Cyber Incident Victim: City of Dothan
Date:
Aug 2019
Location:
United States of America
Summary
A cybersecurity incident impacted the City of Dothan's online utility payment system operated by CentralSquare Technologies' Click2Gov software. Attackers compromised the platform using a "screen scraper" technique to steal payment card information and addresses from customers entering data manually during transactions. Individuals using stored payment details were unaffected, while those making one-time payments or new users faced potential exposure. The breach occurred over a multi-week period, affecting residents utilizing the portal, though the discovery timeline and whether the city or its vendor identified the intrusion remain unclear. This event aligns with similar compromises reported across dozens of municipalities relying on the same payment processing application.
| CIA Posture | Motives | Tactics, Techniques & Procedures |
|---|---|---|
| Available to members | 1 motive | 1 technique |
| Threat Actors | Type | Location |
|---|---|---|
| 0 actors | Available to members | Available to members |
Description
The City of Dothan, Alabama, experienced a data breach involving its online utility payment system between August 26 and October 14, 2019. The breach occurred through Click2Gov software provided by third-party processor CentralSquare Technologies, which the city used for handling online payments.
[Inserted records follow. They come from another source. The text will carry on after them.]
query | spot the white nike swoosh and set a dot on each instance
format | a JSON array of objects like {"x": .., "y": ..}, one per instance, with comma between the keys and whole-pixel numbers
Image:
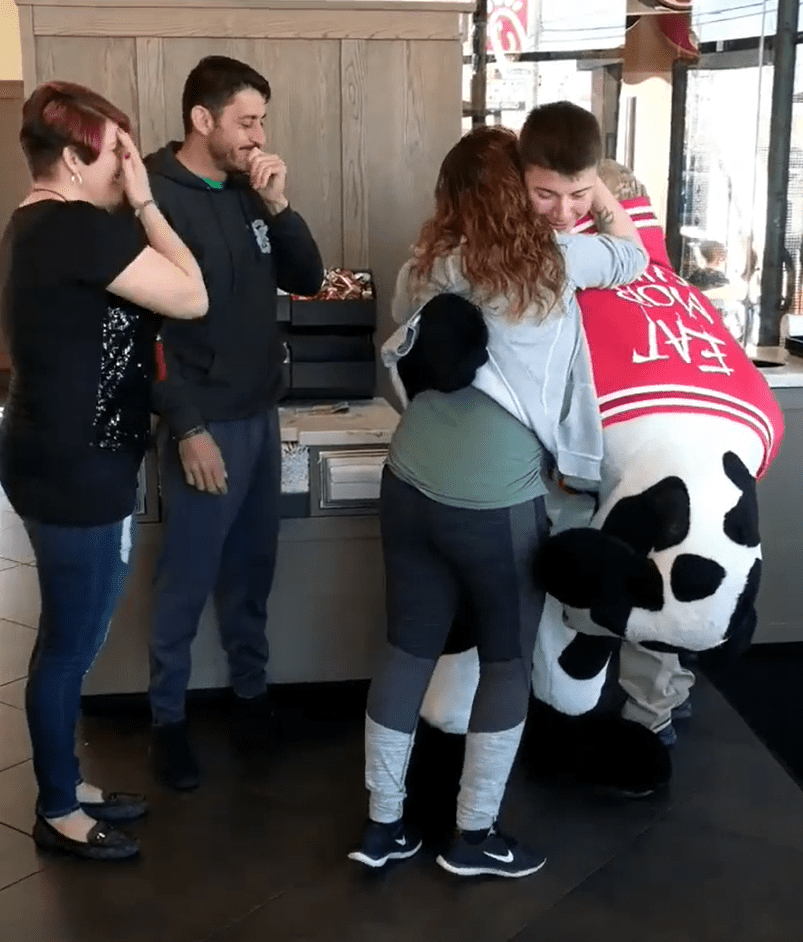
[{"x": 507, "y": 858}]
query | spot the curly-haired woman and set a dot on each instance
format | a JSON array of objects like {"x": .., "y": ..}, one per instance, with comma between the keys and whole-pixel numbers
[{"x": 462, "y": 506}]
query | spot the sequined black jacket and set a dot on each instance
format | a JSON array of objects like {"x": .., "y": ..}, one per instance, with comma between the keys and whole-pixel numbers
[{"x": 228, "y": 365}]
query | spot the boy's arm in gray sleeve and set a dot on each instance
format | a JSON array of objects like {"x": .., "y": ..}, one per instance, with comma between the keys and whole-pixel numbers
[{"x": 601, "y": 261}]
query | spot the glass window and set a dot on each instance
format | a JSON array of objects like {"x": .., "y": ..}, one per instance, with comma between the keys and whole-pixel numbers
[
  {"x": 794, "y": 195},
  {"x": 514, "y": 87},
  {"x": 723, "y": 215}
]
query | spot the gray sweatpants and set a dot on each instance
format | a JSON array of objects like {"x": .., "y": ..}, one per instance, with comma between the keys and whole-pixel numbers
[
  {"x": 655, "y": 683},
  {"x": 433, "y": 554}
]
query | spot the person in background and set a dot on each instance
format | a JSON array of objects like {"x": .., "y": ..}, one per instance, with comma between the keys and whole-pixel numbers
[
  {"x": 561, "y": 162},
  {"x": 219, "y": 442},
  {"x": 462, "y": 500},
  {"x": 80, "y": 288},
  {"x": 728, "y": 296}
]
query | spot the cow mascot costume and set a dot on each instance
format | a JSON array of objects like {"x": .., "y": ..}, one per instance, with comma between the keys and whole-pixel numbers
[{"x": 664, "y": 555}]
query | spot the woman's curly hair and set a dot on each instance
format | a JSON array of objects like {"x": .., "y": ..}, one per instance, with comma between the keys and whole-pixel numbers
[{"x": 482, "y": 208}]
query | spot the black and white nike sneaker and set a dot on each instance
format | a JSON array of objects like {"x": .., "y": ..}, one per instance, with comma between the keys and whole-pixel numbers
[
  {"x": 382, "y": 843},
  {"x": 495, "y": 855}
]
Attackers compromised the system using a "screen scraper" process designed to capture payment card information entered by customers during transactions. The breach specifically impacted customers who manually typed their payment details into the portal during the nearly two-month window, including those using one-time payments or new customers setting up accounts. Customers who utilized stored payment information from previous transactions were not affected by this particular incident. The city publicly disclosed the breach in an official statement confirming CentralSquare's software compromise, though neither the city nor CentralSquare clarified whether Dothan discovered the intrusion independently or received notification from the vendor.
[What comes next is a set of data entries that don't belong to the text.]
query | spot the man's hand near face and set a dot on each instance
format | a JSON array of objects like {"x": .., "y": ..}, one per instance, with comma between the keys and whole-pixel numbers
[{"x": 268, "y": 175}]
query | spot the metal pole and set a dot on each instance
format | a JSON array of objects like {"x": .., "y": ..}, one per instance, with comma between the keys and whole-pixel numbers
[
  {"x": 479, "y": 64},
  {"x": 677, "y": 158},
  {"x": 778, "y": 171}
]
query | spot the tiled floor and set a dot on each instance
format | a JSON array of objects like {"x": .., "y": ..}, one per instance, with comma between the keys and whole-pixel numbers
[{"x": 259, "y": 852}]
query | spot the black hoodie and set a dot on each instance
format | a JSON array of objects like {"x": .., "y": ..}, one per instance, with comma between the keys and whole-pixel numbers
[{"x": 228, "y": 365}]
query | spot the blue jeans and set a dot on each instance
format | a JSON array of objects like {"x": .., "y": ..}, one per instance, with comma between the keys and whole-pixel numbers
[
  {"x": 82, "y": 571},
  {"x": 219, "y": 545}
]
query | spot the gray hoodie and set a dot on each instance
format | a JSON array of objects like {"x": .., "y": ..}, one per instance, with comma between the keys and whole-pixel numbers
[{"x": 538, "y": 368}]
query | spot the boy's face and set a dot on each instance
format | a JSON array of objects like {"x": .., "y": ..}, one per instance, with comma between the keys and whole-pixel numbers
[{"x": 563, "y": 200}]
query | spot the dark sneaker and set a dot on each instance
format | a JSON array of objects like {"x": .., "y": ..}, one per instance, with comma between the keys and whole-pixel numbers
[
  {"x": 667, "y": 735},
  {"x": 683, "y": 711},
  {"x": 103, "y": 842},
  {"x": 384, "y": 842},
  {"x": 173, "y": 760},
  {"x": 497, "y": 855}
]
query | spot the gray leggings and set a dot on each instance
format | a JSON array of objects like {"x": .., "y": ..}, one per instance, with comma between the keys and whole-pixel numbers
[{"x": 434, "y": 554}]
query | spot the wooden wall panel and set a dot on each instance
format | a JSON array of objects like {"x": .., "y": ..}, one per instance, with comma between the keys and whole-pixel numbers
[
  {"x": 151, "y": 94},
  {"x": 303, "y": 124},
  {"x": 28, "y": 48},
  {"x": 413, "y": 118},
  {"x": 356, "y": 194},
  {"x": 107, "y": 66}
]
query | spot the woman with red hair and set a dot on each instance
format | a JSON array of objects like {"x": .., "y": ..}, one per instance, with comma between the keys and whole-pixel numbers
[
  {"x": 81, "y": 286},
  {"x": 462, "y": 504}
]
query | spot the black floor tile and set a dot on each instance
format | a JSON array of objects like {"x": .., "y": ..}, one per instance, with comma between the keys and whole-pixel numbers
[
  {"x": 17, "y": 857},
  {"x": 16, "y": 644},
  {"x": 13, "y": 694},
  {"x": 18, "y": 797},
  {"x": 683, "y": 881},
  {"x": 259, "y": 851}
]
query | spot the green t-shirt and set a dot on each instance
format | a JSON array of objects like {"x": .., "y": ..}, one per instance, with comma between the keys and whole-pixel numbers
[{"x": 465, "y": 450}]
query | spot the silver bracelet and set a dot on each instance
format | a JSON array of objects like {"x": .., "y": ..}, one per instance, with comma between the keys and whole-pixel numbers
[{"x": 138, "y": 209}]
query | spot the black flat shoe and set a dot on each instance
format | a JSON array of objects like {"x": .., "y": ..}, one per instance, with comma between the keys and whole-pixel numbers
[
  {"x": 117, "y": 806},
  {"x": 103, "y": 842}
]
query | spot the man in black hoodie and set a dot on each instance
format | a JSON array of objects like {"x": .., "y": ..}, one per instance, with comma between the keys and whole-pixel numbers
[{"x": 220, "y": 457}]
CentralSquare Technologies characterized the attack method as involving data extraction through screen scraping techniques targeting live payment transactions. Forensic analysis indicated the breach window spanned approximately seven weeks before being contained on October 14. The city coordinated notification efforts with CentralSquare but did not disclose specific remediation measures taken beyond acknowledging the third-party system compromise. Financial institutions began detecting fraudulent charges on cards used for Dothan utility payments during the exposure period, confirming unauthorized access to payment data. The incident marked Dothan among more than fifty municipalities affected by Click2Gov breaches at the time, though CentralSquare did not clarify whether this incident stemmed from a previously identified vulnerability or a new exploit. Impacted customers were advised to monitor financial statements for suspicious activity following the disclosure.